LONDON (AP) British agents oversaw the destruction of an unspecified number of the Guardian newspaper's hard drives in an apparent bid to keep the fruit of Edward Snowden's leaks safe from Chinese spies, the newspaper's editor said Monday.

Alan Rusbridger made the claim in an opinion piece published on the Guardian's website, saying that a pair of staffers from British eavesdropping agency GCHQ monitored the process in what he called "one of the more bizarre moments in the Guardian's long history."

He said the hard drives were torn apart in the basement of the Guardian's north London office with "two GCHQ security experts overseeing the destruction ... just to make sure there was nothing in the mangled bits of metal which could possibly be of any interest to passing Chinese agents."

It was not clear exactly when the incident occurred.
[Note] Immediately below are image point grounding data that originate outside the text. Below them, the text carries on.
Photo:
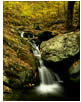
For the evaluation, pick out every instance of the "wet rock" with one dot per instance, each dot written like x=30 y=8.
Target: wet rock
x=74 y=71
x=45 y=35
x=61 y=47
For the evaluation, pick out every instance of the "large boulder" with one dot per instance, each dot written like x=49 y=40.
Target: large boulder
x=46 y=35
x=74 y=71
x=60 y=47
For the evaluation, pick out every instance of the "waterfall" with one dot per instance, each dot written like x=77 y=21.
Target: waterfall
x=48 y=78
x=22 y=34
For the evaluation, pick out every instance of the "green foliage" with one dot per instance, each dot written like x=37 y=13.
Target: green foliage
x=29 y=12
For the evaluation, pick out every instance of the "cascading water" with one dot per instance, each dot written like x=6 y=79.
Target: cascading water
x=48 y=79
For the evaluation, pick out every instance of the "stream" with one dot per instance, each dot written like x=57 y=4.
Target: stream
x=51 y=87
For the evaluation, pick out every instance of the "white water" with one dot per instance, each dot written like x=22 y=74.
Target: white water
x=48 y=79
x=22 y=34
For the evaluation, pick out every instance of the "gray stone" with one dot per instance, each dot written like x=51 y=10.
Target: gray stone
x=60 y=47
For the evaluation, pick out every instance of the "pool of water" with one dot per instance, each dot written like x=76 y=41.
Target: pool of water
x=59 y=92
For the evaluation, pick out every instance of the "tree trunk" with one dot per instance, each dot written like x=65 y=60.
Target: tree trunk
x=69 y=18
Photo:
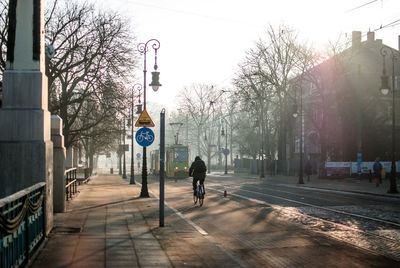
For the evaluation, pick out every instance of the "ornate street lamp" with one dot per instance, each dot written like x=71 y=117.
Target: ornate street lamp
x=139 y=88
x=155 y=84
x=385 y=89
x=295 y=114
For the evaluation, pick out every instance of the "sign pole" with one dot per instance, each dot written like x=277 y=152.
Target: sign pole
x=162 y=156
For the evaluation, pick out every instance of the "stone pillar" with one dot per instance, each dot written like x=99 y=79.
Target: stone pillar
x=59 y=156
x=69 y=162
x=26 y=150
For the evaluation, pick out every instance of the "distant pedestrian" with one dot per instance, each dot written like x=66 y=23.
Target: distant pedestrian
x=377 y=171
x=383 y=174
x=198 y=171
x=308 y=169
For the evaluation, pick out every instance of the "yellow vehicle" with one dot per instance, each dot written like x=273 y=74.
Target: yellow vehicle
x=155 y=162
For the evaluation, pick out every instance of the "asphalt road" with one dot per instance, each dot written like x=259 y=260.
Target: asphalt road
x=270 y=225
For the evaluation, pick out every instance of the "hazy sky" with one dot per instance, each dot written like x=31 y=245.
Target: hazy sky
x=203 y=41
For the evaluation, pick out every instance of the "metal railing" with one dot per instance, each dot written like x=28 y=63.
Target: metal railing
x=70 y=183
x=22 y=225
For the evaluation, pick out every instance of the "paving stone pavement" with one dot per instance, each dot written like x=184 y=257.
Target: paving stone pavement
x=107 y=225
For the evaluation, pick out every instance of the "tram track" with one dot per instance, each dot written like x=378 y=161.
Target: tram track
x=335 y=223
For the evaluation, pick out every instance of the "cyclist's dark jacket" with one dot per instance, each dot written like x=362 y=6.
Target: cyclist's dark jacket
x=198 y=169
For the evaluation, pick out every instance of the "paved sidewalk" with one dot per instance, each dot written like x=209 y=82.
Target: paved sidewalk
x=355 y=185
x=107 y=225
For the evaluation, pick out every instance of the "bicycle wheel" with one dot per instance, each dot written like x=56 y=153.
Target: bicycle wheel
x=201 y=195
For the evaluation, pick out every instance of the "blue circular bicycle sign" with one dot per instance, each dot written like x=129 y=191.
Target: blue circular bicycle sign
x=144 y=136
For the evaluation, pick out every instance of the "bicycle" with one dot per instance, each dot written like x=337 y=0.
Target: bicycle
x=199 y=194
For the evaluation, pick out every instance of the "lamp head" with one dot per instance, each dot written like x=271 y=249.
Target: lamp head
x=384 y=84
x=155 y=84
x=139 y=109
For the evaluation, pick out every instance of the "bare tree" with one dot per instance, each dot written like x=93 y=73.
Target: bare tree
x=93 y=58
x=3 y=41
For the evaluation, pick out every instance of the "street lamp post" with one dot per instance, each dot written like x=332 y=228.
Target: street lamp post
x=385 y=90
x=137 y=87
x=155 y=84
x=124 y=166
x=223 y=133
x=295 y=115
x=119 y=150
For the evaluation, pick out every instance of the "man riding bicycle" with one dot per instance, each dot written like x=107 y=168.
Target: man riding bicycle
x=198 y=171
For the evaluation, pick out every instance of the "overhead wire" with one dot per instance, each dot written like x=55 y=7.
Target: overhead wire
x=363 y=5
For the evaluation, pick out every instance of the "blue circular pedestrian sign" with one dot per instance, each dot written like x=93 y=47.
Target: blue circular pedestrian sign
x=226 y=151
x=144 y=136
Rusbridger gave a vague timeline, suggesting that it happened within the past month or so. Guardian spokesman Gennady Kolker declined to comment further, and messages left with GCHQ after working hours were not immediately returned. An operator at the intelligence agency's switchboard said no one was available until Tuesday.

Rusbridger said the destruction was the culmination of weeks of pressure on the Guardian by British officials, with government agents demanding the return or destruction of Snowden's material. Its publication has revealed the extent of the United States' surveillance at home and abroad, and sparked an international debate over the limits of such surveillance.